Rabbits tend to run in a circle and once jumped you get ready and listen to the hounds work. I eased out on a flat and was a minute too late as the dogs crossed as soon as I got there. As I watched the dogs smelling their way over the hill, John yelled and said “there it goes”.
I looked down and saw a brown flash darting through the briars but John was directly behind it and there was no way I was shooting. We watched as the rabbit ran across the road with the beagles’ right behind it. That rabbit let the dogs get right on top of it before it ran. It ended up going to a hole so we moved on.
We were still within sight of the trucks when the all of a sudden the hounds started barking and took off down the hollow. Once again we spread out down the road and listened and watched. Jason pointed down the road as far as you could see and said “Hey, is that a rabbit running up the road”? When I looked I didn’t see anything but he said it was only in the road for a second and then it jumped off the side beside the creek. The dogs were on a flat above it so Jason and I decided to walk down the road to where he thought he saw the rabbit. He pointed to the spot where he thought the rabbit left the road and I stopped there. The dogs came back around the flat and two of them came down the hill. Jason said “yep, I thought that was a rabbit”. He no longer said that when I looked up and saw the rabbit sneaking up the hill. I only saw it for a second before it disappeared on the flat where the other hounds were.

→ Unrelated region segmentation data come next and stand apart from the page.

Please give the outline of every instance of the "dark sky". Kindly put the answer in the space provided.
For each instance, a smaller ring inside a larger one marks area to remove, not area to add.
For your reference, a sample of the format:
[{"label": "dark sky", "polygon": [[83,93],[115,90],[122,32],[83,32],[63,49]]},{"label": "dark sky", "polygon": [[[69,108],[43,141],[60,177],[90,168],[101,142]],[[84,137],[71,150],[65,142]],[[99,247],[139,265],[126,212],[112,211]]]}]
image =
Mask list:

They took off way up the hollow before ending at another hole. After rounding up the hounds we walked around a point that had been logged within the past couple of years and had lots of briars and thick underbrush. Of course the rabbits were there and immediately another chase was on.

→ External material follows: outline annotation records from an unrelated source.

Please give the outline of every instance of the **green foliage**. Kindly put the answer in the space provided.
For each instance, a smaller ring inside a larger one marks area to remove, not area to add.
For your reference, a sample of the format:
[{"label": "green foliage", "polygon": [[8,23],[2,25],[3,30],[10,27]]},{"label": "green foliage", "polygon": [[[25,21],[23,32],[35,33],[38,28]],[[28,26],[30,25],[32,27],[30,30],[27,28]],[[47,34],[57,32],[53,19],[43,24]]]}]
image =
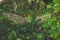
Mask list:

Jason and I stayed up high towards the top of the hill. The dogs took the rabbit around low and Jason walked to where he could see down over the hill. I stayed put. A couple of minutes went by when I looked down the old logging road to where Jason went over the hill and here came a rabbit just walking down it. I wasn’t exactly sure where Jason was, so I watched as the rabbit hopped up above the road.

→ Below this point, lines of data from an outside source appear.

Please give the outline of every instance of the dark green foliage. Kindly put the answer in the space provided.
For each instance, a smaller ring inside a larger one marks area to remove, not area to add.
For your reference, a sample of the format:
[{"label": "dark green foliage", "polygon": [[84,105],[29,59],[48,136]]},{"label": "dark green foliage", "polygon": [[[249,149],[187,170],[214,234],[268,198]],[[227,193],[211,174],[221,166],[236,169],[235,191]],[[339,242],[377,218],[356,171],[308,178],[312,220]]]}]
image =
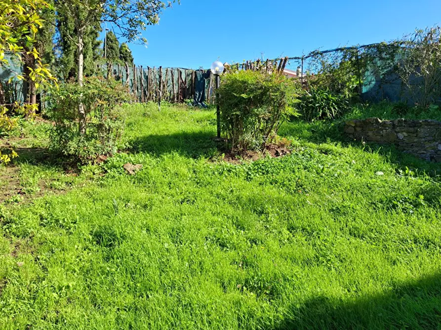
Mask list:
[{"label": "dark green foliage", "polygon": [[222,77],[221,126],[233,151],[265,150],[281,123],[293,114],[294,81],[278,73],[243,70]]},{"label": "dark green foliage", "polygon": [[132,55],[132,51],[128,48],[125,42],[121,44],[120,47],[120,60],[122,64],[127,63],[129,66],[133,65],[133,56]]},{"label": "dark green foliage", "polygon": [[303,92],[297,107],[303,118],[311,122],[336,118],[349,108],[349,102],[344,95],[311,88]]},{"label": "dark green foliage", "polygon": [[[123,129],[123,119],[117,106],[128,98],[120,83],[97,77],[88,78],[82,87],[68,83],[52,91],[49,113],[55,126],[50,134],[50,149],[82,163],[113,154]],[[85,134],[79,132],[80,102],[86,111]]]},{"label": "dark green foliage", "polygon": [[364,119],[377,117],[392,120],[398,118],[434,119],[441,121],[441,107],[436,104],[429,106],[410,106],[406,103],[383,101],[373,104],[357,104],[344,116],[346,119]]},{"label": "dark green foliage", "polygon": [[[111,63],[116,63],[120,60],[120,42],[117,36],[112,31],[109,31],[106,37],[107,44],[107,57],[106,61]],[[103,45],[104,52],[106,45]]]},{"label": "dark green foliage", "polygon": [[[73,18],[58,13],[57,28],[59,32],[57,43],[60,53],[58,60],[59,74],[67,80],[76,77],[78,71],[78,46]],[[86,29],[84,38],[84,73],[86,76],[96,73],[97,64],[102,62],[102,41],[98,39],[101,30],[99,22]]]}]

I continued to watch and listen to the beagles barking over the hill. All of a sudden I caught some movement and saw the rabbit sneaking towards a rock face. I took a few quick steps up the road and shouldered my shotgun. Just as soon as I squeezed the trigger the rabbit disappeared into a hole in the rock face.
I walked up to the rock face and it was the only hole there. I decided to wait until the dogs came up and then I was going to pull them off that track. As I stood there I once again caught movement out of the corner of my eye. “I think that was another rabbit” I thought to myself as everyone else was down over the hill.
The beagles finally came up to where I was standing and then all of a sudden opened up and took off over the hill exactly where I saw the movement. I followed them and yelled down to Jason who was talking to a landowner holding a big Saint Bernard. They were both friendly but when the landowner told Jason that his son had a pit bull on up the hollow we decided to round up the beagles.
It was a great day and I saw four rabbits total. The dogs ran non-stop from the time we left the truck until we quit around noon. The funny thing is Jason hunted the same spot a week before with snow still on the ground and never saw a rabbit track. It just goes to show like every other type of hunting sometimes you just have to be in the right spot at the right time. It was good to get out and listen to the beagles one last time before the season went out on February 28.